There exists a continuously differentiable bijection, $g:[a,b]\to [c,d]$ satisfying $g'(k)>0$ with $z(k)=w(g(k))$ Let $z:[a,b]\to \mathbb{C}$ and $w:[c,d]\to \mathbb{C}$ such that there exists $t(s):[c,d]\to [a,b]$ which is a continuously differentiable bijection with $t'(s)>0$ and $w(s)=z(t(s))$. 

Then I want to prove that there exists a continuously differentiable
  bijection, $g:[a,b]\to [c,d]$ satisfying $g'(k)>0$ with
  $z(k)=w(g(k))$.

I am guessing that this $g$ is $t^{-1}$ because $w(t^{-1}(k)=z(t(t^{-1})(k))=z(k)$ and as $t$ is a bijection, so $t^{-1}$ is also a bijection.
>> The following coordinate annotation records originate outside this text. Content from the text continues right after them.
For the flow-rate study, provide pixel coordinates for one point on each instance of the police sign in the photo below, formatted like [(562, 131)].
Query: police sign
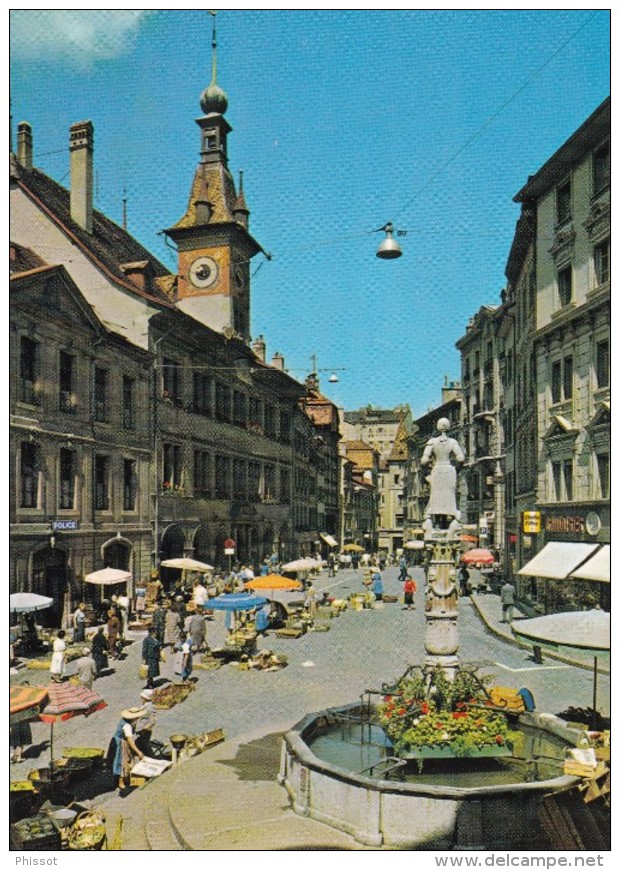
[(530, 524)]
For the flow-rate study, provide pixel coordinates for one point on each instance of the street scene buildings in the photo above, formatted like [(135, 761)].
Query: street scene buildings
[(154, 433)]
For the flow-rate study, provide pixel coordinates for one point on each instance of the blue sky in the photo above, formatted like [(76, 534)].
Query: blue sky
[(342, 120)]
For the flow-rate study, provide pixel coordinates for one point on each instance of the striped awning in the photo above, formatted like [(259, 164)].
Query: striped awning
[(557, 560), (598, 566)]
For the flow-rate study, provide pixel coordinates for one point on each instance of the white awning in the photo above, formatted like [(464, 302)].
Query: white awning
[(598, 567), (557, 560)]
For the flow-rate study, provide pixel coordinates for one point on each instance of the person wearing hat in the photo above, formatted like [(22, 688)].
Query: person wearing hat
[(145, 724), (151, 655), (86, 669), (123, 750)]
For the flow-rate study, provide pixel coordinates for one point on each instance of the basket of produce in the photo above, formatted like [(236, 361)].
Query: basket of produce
[(87, 833), (87, 753)]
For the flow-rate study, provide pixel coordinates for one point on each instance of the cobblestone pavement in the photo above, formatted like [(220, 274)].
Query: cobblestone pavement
[(361, 650)]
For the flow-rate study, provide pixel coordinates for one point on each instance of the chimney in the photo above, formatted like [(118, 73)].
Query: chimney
[(260, 348), (24, 144), (277, 361), (81, 141)]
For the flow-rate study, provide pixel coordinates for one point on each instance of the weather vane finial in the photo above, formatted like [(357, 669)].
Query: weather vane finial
[(213, 13)]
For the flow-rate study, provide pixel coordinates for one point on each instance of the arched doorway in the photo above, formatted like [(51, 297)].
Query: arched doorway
[(172, 547), (267, 543), (202, 545), (50, 577)]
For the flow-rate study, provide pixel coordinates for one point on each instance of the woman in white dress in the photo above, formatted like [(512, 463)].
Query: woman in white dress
[(57, 665)]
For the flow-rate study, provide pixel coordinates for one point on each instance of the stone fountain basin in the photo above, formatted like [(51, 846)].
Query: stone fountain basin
[(411, 815)]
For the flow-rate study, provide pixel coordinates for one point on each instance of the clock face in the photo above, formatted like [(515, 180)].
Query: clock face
[(203, 272)]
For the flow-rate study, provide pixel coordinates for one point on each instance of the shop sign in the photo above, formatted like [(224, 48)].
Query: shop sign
[(530, 522), (564, 524), (64, 525)]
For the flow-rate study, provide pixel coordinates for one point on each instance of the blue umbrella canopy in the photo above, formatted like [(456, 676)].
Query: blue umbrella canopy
[(235, 601)]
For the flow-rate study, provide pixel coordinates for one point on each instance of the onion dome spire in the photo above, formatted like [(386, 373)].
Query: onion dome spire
[(213, 99)]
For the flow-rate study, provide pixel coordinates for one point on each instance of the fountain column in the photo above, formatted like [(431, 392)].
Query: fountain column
[(442, 529)]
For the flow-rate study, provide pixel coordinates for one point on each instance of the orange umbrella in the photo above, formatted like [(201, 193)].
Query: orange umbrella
[(273, 582), (478, 557)]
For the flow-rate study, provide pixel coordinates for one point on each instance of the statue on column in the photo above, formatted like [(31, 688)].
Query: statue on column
[(442, 511)]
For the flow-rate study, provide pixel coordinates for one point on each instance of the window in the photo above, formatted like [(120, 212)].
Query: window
[(203, 402), (602, 461), (171, 381), (270, 420), (102, 483), (601, 169), (239, 408), (285, 485), (565, 286), (239, 479), (67, 400), (567, 377), (222, 477), (254, 480), (567, 472), (29, 371), (222, 402), (270, 481), (255, 413), (129, 411), (100, 397), (562, 380), (202, 474), (29, 475), (563, 203), (556, 480), (130, 484), (602, 364), (172, 467), (602, 263), (67, 479)]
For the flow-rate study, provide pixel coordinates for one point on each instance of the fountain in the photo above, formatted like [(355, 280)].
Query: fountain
[(434, 764)]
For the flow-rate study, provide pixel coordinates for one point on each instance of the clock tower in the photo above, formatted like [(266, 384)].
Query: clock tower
[(212, 238)]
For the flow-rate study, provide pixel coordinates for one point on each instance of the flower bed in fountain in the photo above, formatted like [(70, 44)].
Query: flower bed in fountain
[(429, 716)]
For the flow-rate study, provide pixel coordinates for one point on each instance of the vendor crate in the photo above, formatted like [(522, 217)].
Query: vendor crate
[(36, 833)]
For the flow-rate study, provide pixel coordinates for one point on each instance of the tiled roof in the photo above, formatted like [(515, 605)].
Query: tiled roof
[(23, 259), (108, 244)]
I don't know how to proceed after this. 
 A: You already proved the part where you constructed $g$ (that is $t^{-1}$). So if is understand your question right all we need to prove is that $t^{-1}$ is continuously differentiable and that $t^{-1}(k)>0$.
You know that $t(t^{-1}(k)) = k$ so using the chain rule we have that:
$$t'(t^{-1}(k)) {t^{-1}}'(k)=1 \quad \Leftrightarrow {t^{-1}}'(k) = \frac{1}{t'(t^{-1}(k))}>0$$
Using this we may conclude that ${t^{-1}}'(k)>0$ and continuously differentiable. 
Hope that helped.
EDIT:
Here's an argument for differentiability:
Note that (by the intermediate value theorem):
$$ 1 = \frac{t(t^{-1}(k+h))-t(t^{-1}(k))}{h} = t'(c_h) \left( \frac{t^{-1}(k+h) -t^{-1}(k)}{h}\right),$$
where $c_h$ belongs to the interval connecting $t^{-1}(k+h)$ and $t^{-1}(k)$. Note that we have that $c_h \to t^{-1}(k)$ as $h \to 0$. Thus we have that:
$$\lim_{h \to 0} \left( \frac{t^{-1}(k+h) -t^{-1}(k)}{h}\right) = \lim_{h \to 0}\frac{1}{t'(c_h)} = \frac{1}{t'(t^{-1}(k)}$$
Where we have used continuity of $t'$ when passing the limit inside $t'$.